Making this point once again may be redundant and a bit tedious, but it's an important issue and, unfortunately, the pendulum seems to be swinging the other way, i.e. in favor of the deficit hawks (plus, about to hit the road for a few hours and this is all I have):
Why Deficit Hawks Are Killing the Recovery, by Robert Reich: Consumer spending is 70 percent of the American economy, so if consumers can’t or won’t spend we’re back in the soup. Yet the government just reported that consumer spending stalled in April – the first month consumers didn’t up their spending since last September. Instead, consumers boosted their savings, probably because they’re worried about the slow pace of job growth..., as well as a lackluster “recovery.” They’re also still carrying enormous debt burdens. One in four home owners is still underwater. And median wages are going nowhere.
So what’s Congress doing to stoke the economy as consumers pull back? In a word, nothing. Democratic House leaders yesterday shrank their jobs bill to a droplet. They jettisoned proposed subsidies to help the unemployed buy health insurance, as well as higher matching funds for state-run health programs such as Medicaid. And they trimmed extended unemployment insurance.
“Members who are from low unemployment areas are very concerned about the deficit,” Nancy Pelosi explained. She might have added that so-called Blue Dog Democrats have the same warped view of fiscal policy as most Republicans. They fail to distinguish between short-term deficits (good) and long-term debt (bad).
Deficit-cutting fever has also struck the Senate – except when it comes to the military, of course. Last night the Senate okayed a $60 billion war-funding bill for Afghanistan. So far this year, the Afghan war has cost more than the war in Iraq... But spending on road-building in Afghanistan does little to boost the American economy.
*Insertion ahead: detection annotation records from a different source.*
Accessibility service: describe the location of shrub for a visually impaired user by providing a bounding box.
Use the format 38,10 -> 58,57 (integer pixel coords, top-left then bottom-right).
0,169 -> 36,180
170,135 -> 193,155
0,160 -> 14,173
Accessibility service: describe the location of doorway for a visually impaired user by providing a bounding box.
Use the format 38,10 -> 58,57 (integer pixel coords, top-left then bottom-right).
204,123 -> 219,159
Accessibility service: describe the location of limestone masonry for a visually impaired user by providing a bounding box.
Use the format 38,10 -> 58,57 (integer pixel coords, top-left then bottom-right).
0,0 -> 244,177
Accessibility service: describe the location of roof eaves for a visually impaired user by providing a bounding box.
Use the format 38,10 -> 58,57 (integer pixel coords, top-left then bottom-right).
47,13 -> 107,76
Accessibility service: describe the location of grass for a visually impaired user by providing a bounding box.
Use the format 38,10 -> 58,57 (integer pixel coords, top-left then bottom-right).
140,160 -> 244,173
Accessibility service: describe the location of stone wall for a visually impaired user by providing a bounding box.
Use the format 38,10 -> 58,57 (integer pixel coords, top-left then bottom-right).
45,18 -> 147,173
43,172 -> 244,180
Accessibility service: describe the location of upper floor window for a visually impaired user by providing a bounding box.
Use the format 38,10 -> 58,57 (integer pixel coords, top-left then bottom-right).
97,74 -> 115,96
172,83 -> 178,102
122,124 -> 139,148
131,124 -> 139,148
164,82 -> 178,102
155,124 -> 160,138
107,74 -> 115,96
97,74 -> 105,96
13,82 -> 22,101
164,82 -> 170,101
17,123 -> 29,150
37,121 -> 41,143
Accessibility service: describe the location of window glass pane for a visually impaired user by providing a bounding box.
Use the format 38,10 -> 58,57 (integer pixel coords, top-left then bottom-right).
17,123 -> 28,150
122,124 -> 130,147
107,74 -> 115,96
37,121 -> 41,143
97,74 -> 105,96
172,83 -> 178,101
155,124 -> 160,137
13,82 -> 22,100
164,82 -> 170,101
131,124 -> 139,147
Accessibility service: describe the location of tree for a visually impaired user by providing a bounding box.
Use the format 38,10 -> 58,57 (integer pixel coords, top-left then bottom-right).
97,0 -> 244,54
Meanwhile, state and local governments continue to slash and burn. They’re laying off even more teachers, fire fighters, social workers, and police; canceling more programs for the poor and working class; and raising sales taxes. The fiscal drag from all of this will be around $150 billion in 2010.
Without consumers opening their wallets, and without government making up the difference, we’re careening toward a double-dip recession. The long-term deficit (i.e. Medicare as boomers become seniors) needs attention, but right now it’s critical for government to spend. Otherwise we have no hope of getting free of the gravitational pull of this recession.